L 14 R 4093/03

Land
Freistaat Bayern
Sozialgericht
Bayerisches LSG
Sachgebiet
Rentenversicherung
Abteilung
14
1. Instanz
SG München (FSB)
Aktenzeichen
S 16 RA 380/01
Datum
2. Instanz
Bayerisches LSG
Aktenzeichen
L 14 R 4093/03
Datum
3. Instanz
Bundessozialgericht
Aktenzeichen
-
Datum
-
Kategorie
Urteil
I. Die Berufung gegen das Urteil des Sozialgerichts München vom 27. März 2003 wird zurückgewiesen.
II. Außergerichtliche Kosten sind nicht zu erstatten.
III. Die Revision wird nicht zugelassen.

Tatbestand:

Streitig sind Beginn und Höhe einer Altersrente.

Der 1939 geborene Kläger, der seit 1946 als Vertriebener im Bundesgebiet lebt und hier überwiegend im öffentlichen Dienst beschäftigt war (nachversicherte Zeiten von September 1954 bis August 1958, Mai 1959 bis März 1964, April 1970 bis März 1974, dazwischen Hochschulausbildung als Forstwirt von April 1966 bis März 1970), war seit 1979 fortlaufend arbeitslos gemeldet. Seinen am 19.08.1999 gestellten Antrag auf Altersrente nach § 38 Sechstes Buch Sozialgesetzbuch (SGB VI) a.F. wegen Arbeitslosigkeit lehnte die Beklagte mit Bescheid vom 22.11.1999 ab mit der Begründung, die Voraussetzungen des § 38 SGB VI seien nicht erfüllt. Der Kläger habe weder die Wartezeit von 15 Jahren erfüllt - vorhanden seien insoweit lediglich 179 anrechenbare Monate -, noch habe er in den letzten zehn Jahren vor der Rentenantragstellung mindestens acht Jahre an Pflichtbeitragszeiten zurückgelegt; im verlängerten Zehnjahreszeitraum von Juni 1963 bis August 1999 seien lediglich 80 Beitragsmonate nachgewiesen.

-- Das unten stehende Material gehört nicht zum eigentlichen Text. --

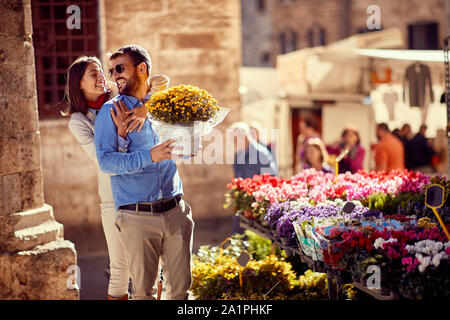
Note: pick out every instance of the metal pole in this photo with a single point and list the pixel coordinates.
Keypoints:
(447, 95)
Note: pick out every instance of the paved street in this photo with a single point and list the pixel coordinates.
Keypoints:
(93, 256)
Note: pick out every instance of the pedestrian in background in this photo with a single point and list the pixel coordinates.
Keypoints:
(389, 153)
(351, 141)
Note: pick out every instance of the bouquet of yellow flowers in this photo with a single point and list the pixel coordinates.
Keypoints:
(184, 112)
(183, 104)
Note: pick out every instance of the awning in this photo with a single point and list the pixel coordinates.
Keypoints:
(412, 55)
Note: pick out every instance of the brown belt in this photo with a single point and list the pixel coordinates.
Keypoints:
(159, 206)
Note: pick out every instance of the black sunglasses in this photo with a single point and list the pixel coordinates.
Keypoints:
(119, 69)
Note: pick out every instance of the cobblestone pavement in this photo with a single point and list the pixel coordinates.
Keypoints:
(93, 255)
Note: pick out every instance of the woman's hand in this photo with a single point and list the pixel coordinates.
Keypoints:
(137, 117)
(120, 119)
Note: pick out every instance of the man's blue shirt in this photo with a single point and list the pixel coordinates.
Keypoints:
(136, 177)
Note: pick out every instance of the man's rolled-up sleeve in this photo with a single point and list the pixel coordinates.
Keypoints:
(109, 158)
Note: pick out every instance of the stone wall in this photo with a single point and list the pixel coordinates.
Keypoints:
(257, 33)
(70, 180)
(399, 14)
(34, 257)
(302, 16)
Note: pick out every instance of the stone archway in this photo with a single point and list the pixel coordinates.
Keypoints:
(35, 260)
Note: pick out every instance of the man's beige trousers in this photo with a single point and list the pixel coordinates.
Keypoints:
(150, 238)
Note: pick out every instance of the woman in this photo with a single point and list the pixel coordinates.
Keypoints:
(86, 91)
(316, 156)
(353, 161)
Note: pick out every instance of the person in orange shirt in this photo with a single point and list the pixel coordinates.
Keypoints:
(389, 153)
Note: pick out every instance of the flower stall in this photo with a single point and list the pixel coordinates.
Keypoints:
(370, 229)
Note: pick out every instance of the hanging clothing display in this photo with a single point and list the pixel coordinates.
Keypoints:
(390, 98)
(417, 79)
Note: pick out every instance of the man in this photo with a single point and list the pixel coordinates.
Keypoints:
(309, 129)
(420, 152)
(405, 135)
(389, 153)
(250, 158)
(153, 220)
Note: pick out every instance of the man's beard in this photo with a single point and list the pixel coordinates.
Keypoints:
(132, 85)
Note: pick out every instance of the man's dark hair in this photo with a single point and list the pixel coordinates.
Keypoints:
(383, 126)
(406, 126)
(311, 123)
(136, 53)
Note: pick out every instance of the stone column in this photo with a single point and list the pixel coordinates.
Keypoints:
(34, 257)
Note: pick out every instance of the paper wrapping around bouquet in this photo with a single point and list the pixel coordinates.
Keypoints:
(189, 136)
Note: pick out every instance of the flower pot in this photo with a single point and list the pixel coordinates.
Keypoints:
(189, 136)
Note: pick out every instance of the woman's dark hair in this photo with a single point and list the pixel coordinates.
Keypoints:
(73, 95)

Mit seinem Widerspruch begehrte der Kläger weiterhin Altersrente wegen Arbeitslosigkeit und Vollendung des 60. Lebensjahres. Während des Widerspruchsverfahrens erhob er im März 2001 Untätigkeitsklage zum Sozialgericht (SG). Die Beklagte wies den Widerspruch mit Widerspruchsbescheid vom 14.11.2001 unter erneuter ausführlicher Darlegung des Fehlens der Anspruchsvoraussetzungen zurück. Sie verwies u.a auf die Möglichkeit des Bezugs einer Altersrente nach § 236 SGB VI ab Vollendung des 63. Lebensjahres. Der Kläger führte die Untätigkeitsklage nunmehr als Anfechtungs- und Leistungsklage mit dem Ziel einer vorzeitigen Altersrente fort.

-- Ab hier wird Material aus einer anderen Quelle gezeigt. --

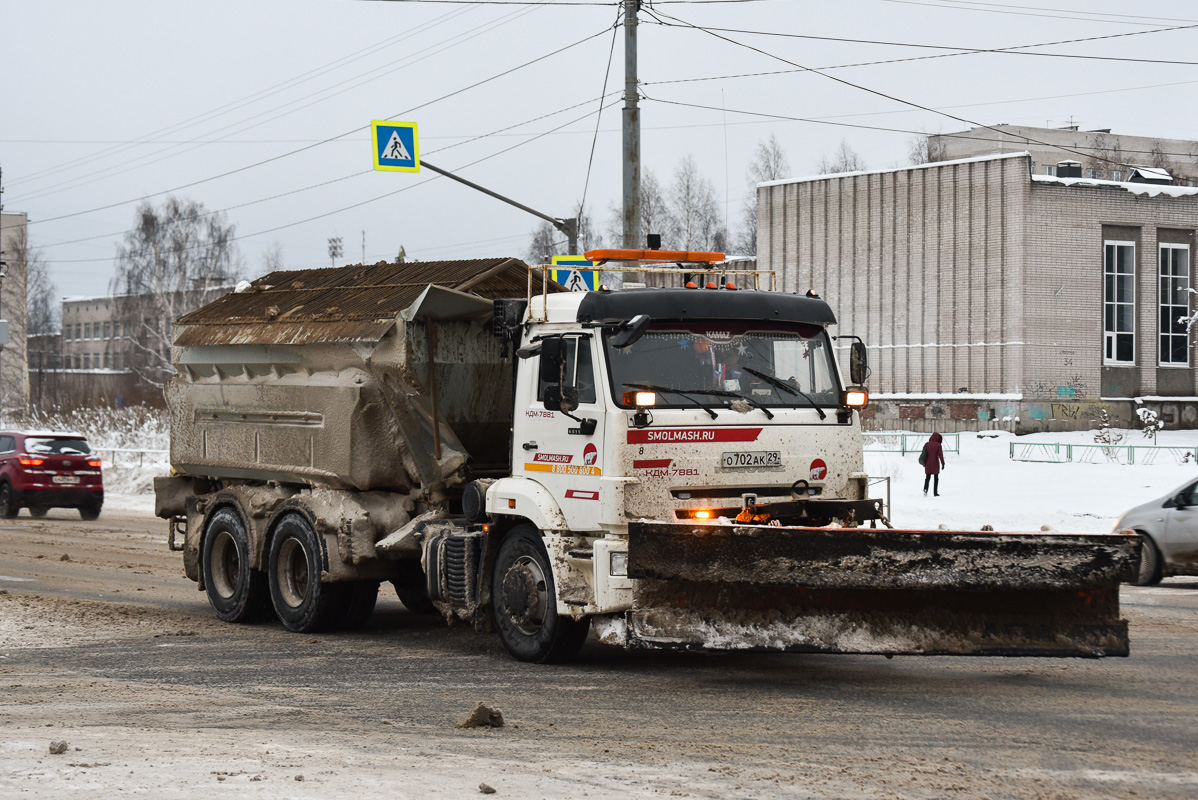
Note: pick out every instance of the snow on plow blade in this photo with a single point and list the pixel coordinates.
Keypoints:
(878, 591)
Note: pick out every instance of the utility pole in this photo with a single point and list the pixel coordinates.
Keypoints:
(334, 249)
(631, 132)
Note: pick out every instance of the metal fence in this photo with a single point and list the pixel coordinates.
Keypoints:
(1054, 453)
(905, 443)
(116, 456)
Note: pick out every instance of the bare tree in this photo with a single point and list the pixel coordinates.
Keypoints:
(694, 210)
(13, 364)
(1161, 158)
(654, 213)
(42, 313)
(925, 149)
(176, 258)
(1105, 156)
(272, 259)
(769, 163)
(845, 159)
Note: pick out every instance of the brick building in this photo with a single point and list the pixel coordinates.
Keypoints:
(1101, 155)
(987, 294)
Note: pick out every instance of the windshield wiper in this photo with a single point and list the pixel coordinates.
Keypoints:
(782, 385)
(651, 387)
(712, 393)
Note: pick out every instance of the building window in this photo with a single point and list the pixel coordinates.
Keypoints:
(1119, 303)
(1174, 304)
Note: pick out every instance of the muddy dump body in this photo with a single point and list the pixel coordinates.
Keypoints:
(370, 377)
(877, 591)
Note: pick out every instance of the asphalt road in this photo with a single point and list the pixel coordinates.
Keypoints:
(113, 650)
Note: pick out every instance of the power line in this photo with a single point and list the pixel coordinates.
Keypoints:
(1078, 16)
(1015, 49)
(344, 177)
(881, 94)
(594, 138)
(322, 141)
(244, 101)
(375, 199)
(271, 114)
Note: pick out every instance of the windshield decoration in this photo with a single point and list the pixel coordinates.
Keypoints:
(712, 367)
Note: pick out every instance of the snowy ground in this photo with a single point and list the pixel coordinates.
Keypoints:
(981, 485)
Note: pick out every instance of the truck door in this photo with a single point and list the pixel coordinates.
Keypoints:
(563, 454)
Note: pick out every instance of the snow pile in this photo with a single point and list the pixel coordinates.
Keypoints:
(981, 485)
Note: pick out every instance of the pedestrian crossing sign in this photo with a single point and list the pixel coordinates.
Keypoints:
(397, 147)
(575, 274)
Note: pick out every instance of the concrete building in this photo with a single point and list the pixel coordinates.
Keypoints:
(91, 334)
(1101, 155)
(987, 294)
(13, 364)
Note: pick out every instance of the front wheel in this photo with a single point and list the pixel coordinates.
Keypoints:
(1149, 562)
(525, 602)
(302, 602)
(8, 507)
(236, 591)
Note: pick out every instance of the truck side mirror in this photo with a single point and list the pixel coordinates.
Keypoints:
(629, 332)
(552, 359)
(561, 398)
(858, 364)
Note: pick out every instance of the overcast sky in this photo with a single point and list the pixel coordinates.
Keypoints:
(262, 107)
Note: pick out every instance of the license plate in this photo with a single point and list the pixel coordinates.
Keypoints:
(752, 460)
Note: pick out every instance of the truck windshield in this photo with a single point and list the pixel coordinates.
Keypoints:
(787, 365)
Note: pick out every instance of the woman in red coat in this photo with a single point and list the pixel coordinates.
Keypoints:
(933, 462)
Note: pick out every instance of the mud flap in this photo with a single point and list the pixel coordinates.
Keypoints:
(885, 592)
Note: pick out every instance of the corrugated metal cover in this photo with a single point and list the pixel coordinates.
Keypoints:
(354, 303)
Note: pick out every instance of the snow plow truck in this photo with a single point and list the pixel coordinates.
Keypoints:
(664, 468)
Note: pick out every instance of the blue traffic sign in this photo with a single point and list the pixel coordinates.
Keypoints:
(397, 146)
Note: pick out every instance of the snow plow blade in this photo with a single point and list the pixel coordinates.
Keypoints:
(877, 591)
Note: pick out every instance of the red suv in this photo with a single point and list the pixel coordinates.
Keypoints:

Mit Bescheid vom 10.07.2002, der Gegenstand des Verfahrens wurde, erkannte die Beklagte einen Anspruch des Klägers auf Altersrente für langjährig Versicherte nach § 236 SGB VI ab 01.09.2002 (Vollendung des 63. Lebensjahres) an. Der Rentenzahlbetrag belief sich auf 336,12 Euro. Schriftsätzlich teilte die Beklagte dazu mit, es bestehe keine gesetzliche Kranken- und Pflegeversicherungspflicht, da der Kläger nach Mitteilung der zuständigen AOK M. die notwendigen Vorversicherungszeiten nicht erfülle. Mangels eines Versicherungsverhältnisses bestehe auch kein Anspruch auf Beitragszuschüsse.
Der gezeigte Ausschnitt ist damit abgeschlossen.